This long-duration balloon experiment, led by the University of Chicago and funded by NASA, reached a float altitude of 120,000 feet and operated for over three weeks, concluding its mission on January 12, 2026.
Washington University in St. Louis played a central role in both the development and recovery phases of the mission. Key contributors include Brian Rauch, research associate professor of physics; Lindsey Lisalda, postdoctoral research associate; and Richard Bose, senior research engineer, all members of the McDonnell Center for the Space Sciences. Lisalda and Bose traveled to Antarctica to support payload integration, focusing on the power system, which was developed at WashU and consists of solar panels, batteries, relays, and voltage converters. Most of the gondola components were fabricated in the university’s Physics machine shop. Lisalda is currently aiding recovery efforts as part of the recovery team. She has been in Antarctica since November 18 and, weather permitting, is expected to depart on February 14. (Lindsey Lisalda and Richard Bose stand in front of the PUEO instrument in Antarctica in December 2025.)

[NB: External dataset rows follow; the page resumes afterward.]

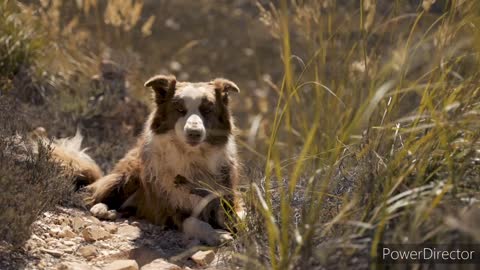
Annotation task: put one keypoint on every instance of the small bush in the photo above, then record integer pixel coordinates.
(18, 44)
(30, 180)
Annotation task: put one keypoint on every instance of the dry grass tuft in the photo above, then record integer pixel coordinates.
(31, 182)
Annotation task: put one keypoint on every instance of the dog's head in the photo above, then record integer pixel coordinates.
(195, 112)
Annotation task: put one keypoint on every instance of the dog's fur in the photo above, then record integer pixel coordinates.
(184, 168)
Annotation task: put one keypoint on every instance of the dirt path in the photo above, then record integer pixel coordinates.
(69, 238)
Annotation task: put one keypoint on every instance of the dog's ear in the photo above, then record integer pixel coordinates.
(223, 87)
(163, 86)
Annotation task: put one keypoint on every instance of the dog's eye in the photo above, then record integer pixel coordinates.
(206, 109)
(179, 107)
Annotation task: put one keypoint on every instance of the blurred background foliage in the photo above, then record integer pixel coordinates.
(358, 120)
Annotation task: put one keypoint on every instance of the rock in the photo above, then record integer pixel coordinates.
(203, 258)
(54, 253)
(111, 228)
(66, 233)
(74, 266)
(54, 231)
(129, 231)
(94, 233)
(100, 210)
(78, 223)
(88, 252)
(121, 265)
(160, 264)
(69, 243)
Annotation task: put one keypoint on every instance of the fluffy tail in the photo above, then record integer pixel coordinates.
(69, 153)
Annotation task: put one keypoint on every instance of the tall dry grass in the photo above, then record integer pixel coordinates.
(375, 136)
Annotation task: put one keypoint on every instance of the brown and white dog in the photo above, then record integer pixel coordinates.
(184, 167)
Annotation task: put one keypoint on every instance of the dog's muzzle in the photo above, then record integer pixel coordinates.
(194, 130)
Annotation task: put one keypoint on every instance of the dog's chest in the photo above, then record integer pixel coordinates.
(167, 162)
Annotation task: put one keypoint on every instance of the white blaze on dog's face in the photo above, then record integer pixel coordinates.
(195, 102)
(195, 112)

The PUEO team has confirmed that the mission gathered a substantial volume of scientific data, some of which was transmitted through telemetry during flight. In total, the experiment collected more than 50 terabytes of data. The full payload, including the equipment and dataset, was recovered from the ice by Arctic Trucks. The main instrument, designed for reuse in future missions, is already in Christchurch, New Zealand, and will soon be flown back to the United States. Lisalda has data drives in hand and will personally transport them home, a critical step in safeguarding the mission’s scientific return.
Post-mission logistics were complex. Transporting the recovered equipment, including the structure, antennas, and battery boxes, required careful coordination amid weather and cargo constraints. All equipment has been returned from the South Pole, approximately 800 miles away, to McMurdo Station. Four sea containers are designated for PUEO equipment, and all four will ship north this year.
PUEO is a next-generation balloon-borne instrument designed to detect ultra-high-energy neutrinos striking the Antarctic ice. It builds on the legacy of the Antarctic Impulsive Transient Antenna (ANITA) experiment, which was flown four times from Antarctica and also supported by WashU. While ANITA established upper limits on the flux of the highest-energy neutrinos, it did not observe neutrinos above background levels. With significantly enhanced sensitivity, PUEO is the most powerful instrument ever constructed for searching for the highest-energy neutrinos.
Ultra-high-energy neutrinos originate from extreme cosmic events such as black hole formation and neutron star mergers. Because they travel through space largely unaffected by external forces, these particles carry unique information about the most energetic processes in the universe. Detecting and studying them allows scientists to probe astrophysical phenomena that are otherwise inaccessible.
The PUEO experiment uses Antarctic ice as a natural detector, searching for brief radio signals generated by those impacts. As the first balloon mission under NASA’s Astrophysics Pioneers program, PUEO exemplifies a cost-effective approach to conducting high-impact astrophysics research. (PUEO mounted on a crane in Antarctica prior to launch, with its fully inflated balloon visible in the distance.)
PUEO’s advanced detection capabilities may enable the first significant observations of these elusive particles or establish new upper limits on their flux. As analysis of the newly recovered data begins, the results are expected to deepen scientists’ understanding of high-energy cosmic phenomena and help shape future neutrino research efforts.
The successful completion of PUEO’s inaugural flight marks a major milestone in the study of ultra-high-energy neutrinos, underscoring the collaborative expertise and scientific leadership that WashU brings to large-scale, international research efforts. (PUEO’s flight path over Antarctica during its inaugural mission. The red line traces the balloon’s trajectory from launch on Dec. 19, 2025, through Jan. 12, 2026.)